Wenn der Kassationshof in BGE 70 IV 211 das Erfordernis der Sinnenlust
aufgegeben hat, so hat er anderseits doch nicht erklärt, dass die Absicht,
eigenen oder fremden Geschlechtstrieb zu erregen oder zu befriedigen, eine
Handlung notwendigerweise unzüchtig mache, sondern nur, dass dieser Beweggrund
sie unzüchtig machen könne. Ob das der Fall ist, hängt davon ab, ob die
Handlung nach ihrer Art und den gesamten Umständen, zu denen freilich auch der
Seite: 277
Beweggrund gehört, in nicht leicht zu nehmender Weise gegen das
Sittlichkeitsgefühl verstösst.
Das heisst nicht, dass der Verstoss ein schwerer sein müsse; es genügt, dass
er nicht harmlos ist. Se hat der Kassationshof in seinem Urteil vom 5. März
1943 i. S. Anderegg einen Täter bestraft, der den Arm eines Knaben streichelte
und dabei Worte sprach, die seine geschlechtliche Lüsternheit kundgaben.
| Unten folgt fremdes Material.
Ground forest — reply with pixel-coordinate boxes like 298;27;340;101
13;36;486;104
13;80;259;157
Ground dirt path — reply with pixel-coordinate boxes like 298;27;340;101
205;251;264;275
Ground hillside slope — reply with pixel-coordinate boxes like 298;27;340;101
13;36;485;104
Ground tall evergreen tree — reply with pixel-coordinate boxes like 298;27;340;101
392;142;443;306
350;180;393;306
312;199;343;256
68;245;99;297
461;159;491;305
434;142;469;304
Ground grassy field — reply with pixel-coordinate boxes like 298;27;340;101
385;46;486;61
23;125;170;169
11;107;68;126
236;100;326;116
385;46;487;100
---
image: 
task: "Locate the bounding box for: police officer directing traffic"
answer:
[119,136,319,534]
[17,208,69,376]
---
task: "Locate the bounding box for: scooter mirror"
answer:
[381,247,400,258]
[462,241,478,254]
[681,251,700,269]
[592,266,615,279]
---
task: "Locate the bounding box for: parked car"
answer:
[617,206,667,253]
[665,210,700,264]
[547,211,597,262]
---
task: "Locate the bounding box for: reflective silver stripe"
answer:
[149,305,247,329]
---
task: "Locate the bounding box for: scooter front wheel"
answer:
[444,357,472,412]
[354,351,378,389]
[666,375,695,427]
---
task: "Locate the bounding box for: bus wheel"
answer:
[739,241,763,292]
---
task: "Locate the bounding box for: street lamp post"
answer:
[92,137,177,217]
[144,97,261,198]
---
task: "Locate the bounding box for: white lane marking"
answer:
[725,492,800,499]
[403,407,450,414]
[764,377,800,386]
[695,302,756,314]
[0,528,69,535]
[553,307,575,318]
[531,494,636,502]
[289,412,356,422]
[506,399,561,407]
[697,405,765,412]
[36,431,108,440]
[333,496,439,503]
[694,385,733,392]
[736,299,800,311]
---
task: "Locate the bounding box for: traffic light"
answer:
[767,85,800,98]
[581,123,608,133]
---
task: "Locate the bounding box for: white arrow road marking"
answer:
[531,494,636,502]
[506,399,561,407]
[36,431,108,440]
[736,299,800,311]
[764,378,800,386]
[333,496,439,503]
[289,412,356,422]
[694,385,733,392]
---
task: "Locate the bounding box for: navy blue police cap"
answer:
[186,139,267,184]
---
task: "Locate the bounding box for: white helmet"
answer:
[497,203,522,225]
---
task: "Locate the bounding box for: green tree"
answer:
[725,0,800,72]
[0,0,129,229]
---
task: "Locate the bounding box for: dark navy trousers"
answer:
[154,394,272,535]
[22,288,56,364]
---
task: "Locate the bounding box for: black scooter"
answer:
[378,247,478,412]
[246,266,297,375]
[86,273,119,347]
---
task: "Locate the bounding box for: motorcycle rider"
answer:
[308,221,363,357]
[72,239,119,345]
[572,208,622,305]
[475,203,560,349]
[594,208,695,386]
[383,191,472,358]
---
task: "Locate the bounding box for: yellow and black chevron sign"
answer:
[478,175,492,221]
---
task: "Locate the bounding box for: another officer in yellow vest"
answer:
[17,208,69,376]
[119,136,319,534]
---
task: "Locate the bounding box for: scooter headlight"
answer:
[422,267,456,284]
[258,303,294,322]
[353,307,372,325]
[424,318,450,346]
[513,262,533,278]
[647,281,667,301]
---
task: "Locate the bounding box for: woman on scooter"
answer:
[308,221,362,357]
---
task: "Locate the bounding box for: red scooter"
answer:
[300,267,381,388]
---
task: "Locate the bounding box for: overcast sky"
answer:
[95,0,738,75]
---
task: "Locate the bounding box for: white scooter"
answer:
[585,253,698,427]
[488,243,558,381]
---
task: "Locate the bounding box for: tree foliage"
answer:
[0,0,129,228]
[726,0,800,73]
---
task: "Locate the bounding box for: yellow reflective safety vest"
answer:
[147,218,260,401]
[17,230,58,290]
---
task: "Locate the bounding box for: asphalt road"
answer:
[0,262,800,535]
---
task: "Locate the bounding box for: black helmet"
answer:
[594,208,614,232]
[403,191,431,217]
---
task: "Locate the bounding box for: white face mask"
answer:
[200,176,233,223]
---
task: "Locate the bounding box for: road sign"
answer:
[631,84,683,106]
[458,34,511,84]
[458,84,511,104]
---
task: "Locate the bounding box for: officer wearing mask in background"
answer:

Sinnliche Küsse an Mädchen im Alter von sechzehn bis achtzehn Jahren sind
jedoch harmlose Verstösse gegen das Sittlichkeitsgefühl, wenn sie dieses
überhaupt verletzen. Der Brauch des Küssens ist zu allgemein verbreitet und
wird auch gegenüber Unmündigen zu oft geübt, als dass ihn schon der Beweggrund
der Sinnenlust zu einem nicht leicht zu nehmenden Verstoss gegen den
geschlechtlichen Anstand machen könnte. Der Kuss müsste denn schon nach seiner
besonderen Art oder nach den Begleitumständen anstössig wirken. Das wird aber
dem Beschwerdeführer nicht vorgeworfen. Das Obergericht nimmt lediglich als
erwiesen an, was der Beschwerdeführer zugestand, nämlich dass er Heidi W. und
Gertrud H. auf den Mund küsste und Hannelore J. zu küssen versuchte. Der
Beschwerdeführer sprach zwar auch noch davon, mit Heidi W. «geschmust» zu
haben. Doch darunter verstand schon der erstinstanzliche Richter nicht mehr,
als dass Montandon das Mädchen W., wie auch Gertrud H., nicht bloss auf die
Wange, sondern auf den Mund geküsst habe, was die übliche Form noch keineswegs
in anstössiger Weise überschreitet.
Demnach erkennt der Kassatianshof:
Die Nichtigkeitsbeschwerde wird gutgeheissen, das Urteil des Obergerichts des
Kantons Bern vom 10. Mai 1950 aufgehoben und die Sache zur Freisprechung des
Beschwerdeführers an die Vorinstanz zurückgewiesen.